Les protagonistes sont profondément humains et, comme dans la vraie vie, ont leurs bons et mauvais côtés. Volontaires et matures, Gareth et Corène se révèlent aussi parfois assez puérils et extrêmes dans leurs réactions, ce qui leur confère une certaine aura d’authenticité puisque rappelons qu’ils sont relativement jeunes. Qu’on les apprécie ou non, difficile de ne pas être impressionné par leur courage, leur altruisme et la manière dont ils essaient, parfois maladroitement, de veiller l’un sur l’autre… Certains personnages secondaires se démarquent du lot comme la mère de Gareth et l’ami de la famille qui offrent au jeune couple un soutien et un appui sans faille. La relation, tout en retenue, entre ces deux adultes se révèle très belle et très touchante. Il est juste regrettable que les méchants de l’histoire soient un peu trop caricaturaux à mon goût et manquent donc de profondeur.

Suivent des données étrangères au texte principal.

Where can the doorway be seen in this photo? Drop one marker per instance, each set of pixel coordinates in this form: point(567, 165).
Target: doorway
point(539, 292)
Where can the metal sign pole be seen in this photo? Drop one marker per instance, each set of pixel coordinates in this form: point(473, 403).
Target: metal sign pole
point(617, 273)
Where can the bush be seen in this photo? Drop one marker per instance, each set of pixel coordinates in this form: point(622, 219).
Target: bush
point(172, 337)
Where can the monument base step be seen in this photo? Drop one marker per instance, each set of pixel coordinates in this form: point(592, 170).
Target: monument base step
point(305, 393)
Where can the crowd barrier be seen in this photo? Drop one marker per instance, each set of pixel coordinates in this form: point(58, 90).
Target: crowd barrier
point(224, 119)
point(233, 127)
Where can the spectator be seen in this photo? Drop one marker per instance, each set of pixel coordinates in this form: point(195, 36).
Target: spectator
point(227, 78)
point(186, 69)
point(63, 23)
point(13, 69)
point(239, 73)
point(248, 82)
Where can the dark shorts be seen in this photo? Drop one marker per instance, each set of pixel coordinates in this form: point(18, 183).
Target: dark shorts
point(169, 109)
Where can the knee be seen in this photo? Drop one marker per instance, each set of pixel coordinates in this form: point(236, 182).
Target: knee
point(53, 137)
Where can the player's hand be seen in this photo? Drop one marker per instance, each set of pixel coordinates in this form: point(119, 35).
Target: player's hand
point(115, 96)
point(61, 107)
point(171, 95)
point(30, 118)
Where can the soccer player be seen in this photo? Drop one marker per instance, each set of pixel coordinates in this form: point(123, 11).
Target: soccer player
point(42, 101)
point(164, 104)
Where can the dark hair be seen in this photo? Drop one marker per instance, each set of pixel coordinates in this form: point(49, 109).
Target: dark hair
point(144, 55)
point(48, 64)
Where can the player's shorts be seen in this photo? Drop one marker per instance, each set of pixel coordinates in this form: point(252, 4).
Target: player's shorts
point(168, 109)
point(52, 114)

La plume de l’autrice, en plus d’être immersive, dégage une certaine fluidité qui la rend accessible à un large public. Les dialogues sont, quant à eux, assez nombreux pour plaire aux lecteurs allergiques aux récits trop denses. À noter toutefois une certaine familiarité dans les échanges entre les deux amoureux, ce qui pourra déranger certaines personnes. Pour ma part, cela ne m’a pas gênée outre mesure puisque c’est cohérent avec l’âge des protagonistes et leur état émotionnel du moment, mais j’ai trouvé néanmoins que certains dialogues berçaient inutilement dans la grossièreté… J’ai, de plus, regretté que certains échanges sonnaient creux et n’apportaient rien à l’intrigue ni à la relation amoureuse entre Corène et Gareth. Si on ajoute à cela une histoire qui met très longtemps à démarrer et de nombreuses longueurs, on obtient un roman que j’ai eu beaucoup de mal à terminer malgré ses atouts. Sans ma participation au Prix des auteurs inconnus, je l’aurais d’ailleurs abandonné.

En résumé, De Terre et de Racines aborde, à travers la rencontre de deux personnages que tout oppose, un certain nombre de sujets intéressants et universels : amour, amitié, quête d’identité, rejet de la différence… Malgré un univers riche et détaillé, cette histoire n’a néanmoins pas su me convaincre en raison, entre autres, de ses trop nombreuses longueurs. Ce roman pourrait toutefois intéresser les lecteurs en quête d’une romance mettant en scène deux protagonistes prêts à tout pour défendre leur amour malgré les dangers et leurs différences.